Lenox Hill captures the hustle and constant high-stakes environment in which the doctors work in Lenox Hill Hospital in the Upper East Side of New York. It’s like Grey’s Anatomy but with real patients, real drama, and real life-or-death situations that these four doctors encounter every day.
It offers an intimate and humanizing look into their personal lives as well as the many patients and complicated cases they deal with every day.
1. Quick Review
This fly on the wall series set in Lenox Hill Hospital takes you inside the American Healthcare System. Balancing their personal lives with the various needs and complexities of their versatile patients, this show will leave you with profound respect for healthcare workers.
Planted inside the walls of the hospital, the series also devotes time to the personal lives of the four doctors. The nature and weight of their work are not lost on the viewers, and it leaves you feeling in awe of these almost superhuman beings. At the same time, it also humanizes their struggles and presents a fuller account of their everyday lives.
2. Is It Worth Watching?
If you’re a fan of medical dramas and have devoured every episode of Grey’s Anatomy, Lenox Hill is the next logical step for you. And if you don’t enjoy medical shows and gross you out, don’t worry because Lenox Hill focuses more on the caring and the human side of the job.
I. Plot
The series takes inside the Lenox Hill Hospital and showcases the emotional and physical toll that comes with working in American Healthcare.
Through the eyes of four professionals Dr. David Langer the head of neurosurgery, and Dr. Boockvaar, the department’s vice head, the intense and precise world of neurosurgery is examined. Dr. Amanda Little-Richardson is the chief obstetrics, and Dr. Mirtha Macri specializes in emergency medicine.
The show chronicles the ups and downs in the lives of the doctors. The reports, scans, procedures, and the delivery of both good and bad news, which are all a part of their daily life are shown. The plethora of tasks that they do to ensure that a patient gets the best care possible, which often goes unnoticed by us are captured in this series.
II. Detailed Review
Lenox Hill manages to showcase many different parts of the healthcare industry during its 8-episode run. There is a vast variety of patients, many coming from other states for a specific procedure and some who need urgent care from the surrounding areas. They range from teenagers to old retired people, each with different needs which the doctors and nurses tackle with a smile on their faces.
Without an artificial tour guide explaining things, Lenox Hill relies on the doctors to fill in the gaps in hospital practices. They are comfortable enough to explain the procedures, even under great psychological duress. Shot in real-time, there is not always an opportunity to set up and discuss a patient before going into the operating theatre. This only highlights how swamped these doctors are and the relentless nature of their job.
The cases range from painful ingrown hair removal and childbirth to complicated brain surgeries and cancer treatments. Every time Boockvaar or Langer steps into an OT, there is always a sense of tension and drama. This is balanced when the show cuts across to the maternity ward, with mothers holding their children for the first time.
Directors Adi Barash and Ruthie Shatz let the person in the center control and guide the room’s atmosphere. Unlike the frenzied rush of fictional operation theaters in medical dramas, there is a sense of calm that prevails while performing complicated real-life procedures.

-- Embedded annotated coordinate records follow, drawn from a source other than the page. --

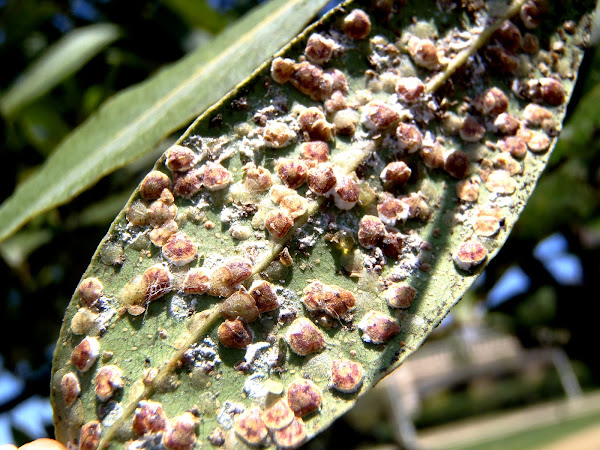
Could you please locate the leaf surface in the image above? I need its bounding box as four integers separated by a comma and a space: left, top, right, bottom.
52, 1, 593, 448
0, 23, 120, 117
0, 0, 326, 241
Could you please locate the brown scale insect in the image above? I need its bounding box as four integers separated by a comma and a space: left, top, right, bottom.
302, 281, 356, 319
60, 372, 81, 407
162, 412, 198, 450
396, 77, 425, 103
162, 231, 198, 266
234, 406, 269, 447
307, 164, 337, 195
248, 280, 279, 314
358, 311, 400, 344
287, 379, 323, 417
277, 159, 308, 189
132, 400, 169, 436
217, 319, 253, 349
165, 144, 198, 172
71, 337, 100, 372
221, 290, 260, 323
396, 123, 423, 153
286, 317, 325, 356
79, 420, 102, 450
331, 358, 363, 394
140, 170, 171, 200
358, 215, 387, 248
77, 277, 103, 308
342, 9, 371, 39
95, 365, 124, 402
244, 167, 273, 192
304, 33, 336, 65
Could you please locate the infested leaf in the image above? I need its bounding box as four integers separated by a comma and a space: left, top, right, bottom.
0, 0, 326, 241
52, 0, 593, 448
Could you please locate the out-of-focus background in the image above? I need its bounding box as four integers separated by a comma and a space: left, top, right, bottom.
0, 0, 600, 449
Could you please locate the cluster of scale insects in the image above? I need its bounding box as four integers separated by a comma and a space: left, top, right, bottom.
54, 0, 574, 450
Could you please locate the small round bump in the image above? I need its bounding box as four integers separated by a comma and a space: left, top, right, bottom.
290, 61, 333, 101
248, 280, 279, 314
408, 37, 447, 70
307, 164, 337, 195
342, 9, 371, 39
286, 317, 325, 356
396, 123, 423, 153
377, 197, 410, 227
262, 399, 295, 431
132, 400, 169, 436
300, 141, 329, 163
280, 194, 308, 219
287, 379, 323, 417
71, 337, 100, 372
494, 112, 521, 135
77, 277, 103, 308
382, 283, 417, 308
364, 101, 400, 130
379, 161, 412, 187
140, 170, 171, 200
244, 167, 273, 192
271, 58, 295, 84
221, 290, 260, 323
60, 372, 81, 407
162, 231, 198, 266
181, 267, 209, 294
333, 175, 360, 210
302, 281, 356, 319
217, 319, 252, 349
452, 241, 488, 271
201, 161, 231, 191
332, 108, 360, 136
331, 358, 363, 394
173, 169, 202, 198
79, 420, 102, 450
472, 87, 508, 116
165, 144, 198, 172
263, 121, 296, 148
277, 159, 308, 189
265, 208, 294, 239
234, 406, 269, 447
460, 115, 485, 142
358, 311, 400, 344
150, 219, 179, 247
456, 177, 479, 202
162, 412, 198, 450
126, 200, 148, 227
498, 136, 527, 159
273, 417, 306, 449
95, 365, 124, 402
304, 33, 337, 65
358, 215, 386, 248
395, 77, 425, 103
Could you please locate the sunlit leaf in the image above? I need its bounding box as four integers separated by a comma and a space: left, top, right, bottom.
52, 0, 593, 448
0, 23, 120, 117
0, 0, 326, 241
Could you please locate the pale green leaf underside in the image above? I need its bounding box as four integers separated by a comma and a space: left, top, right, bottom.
0, 0, 326, 241
52, 0, 591, 448
0, 23, 120, 117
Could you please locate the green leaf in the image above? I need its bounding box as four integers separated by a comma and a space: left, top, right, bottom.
52, 0, 593, 448
0, 23, 120, 117
0, 0, 326, 241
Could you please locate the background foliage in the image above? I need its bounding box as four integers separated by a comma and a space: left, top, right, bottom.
0, 0, 600, 446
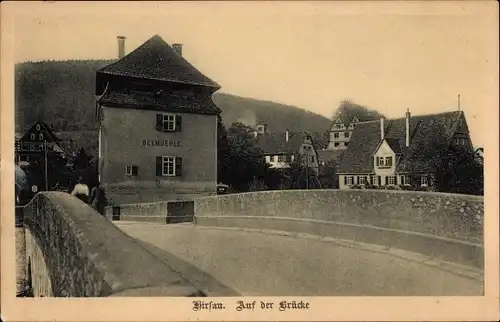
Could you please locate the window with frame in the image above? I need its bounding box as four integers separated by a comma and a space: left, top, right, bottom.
125, 165, 138, 176
161, 157, 175, 177
156, 113, 182, 132
163, 114, 175, 132
156, 156, 182, 177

Lenox Hall brilliantly manages to capture the anxious feeling of waiting around in a hospital. Whether its loved ones waiting for some news in the lobby or doctors and patients waiting for test results, the series highlights that some things are just beyond the control of the doctors.
Both Amanda and Mirtha were pregnant at the time of the shooting, and their respective conversations with their families and doctors also shape the narrative.
John and David also take time out to reminisce on Parenthood and how their fathers got them into this profession. It is easy to think of doctors as desensitized robots, but this series offers an intimate look into their personal lives.
While wiping down blood from his shoes and preparing to deliver some bad news, Dr. Langer says, “the family doesn’t like seeing blood on us.” These are the moments that highlight the heavy toll that comes with working in the healthcare industry. The cases and patients that they handle do leave a mark on their mental health.
3. Final Thoughts
Lenox Hill is a fuller account of the daily life of these physicians and humanizes them, highlighting their hard work. There are moments of cherished joy replaced in a moment by unthinkable tragedies in other departments. The hospital stands resolute, and the doctors grind on relentlessly as patients fettle in and out.
This series will leave you in awe of the medical profession. Notably, this was shot before the Coronavirus Pandemic broke, so one can only imagine what the situation would be like now. Lenox Hill gives doctors all over the world some well-deserved credit and respect.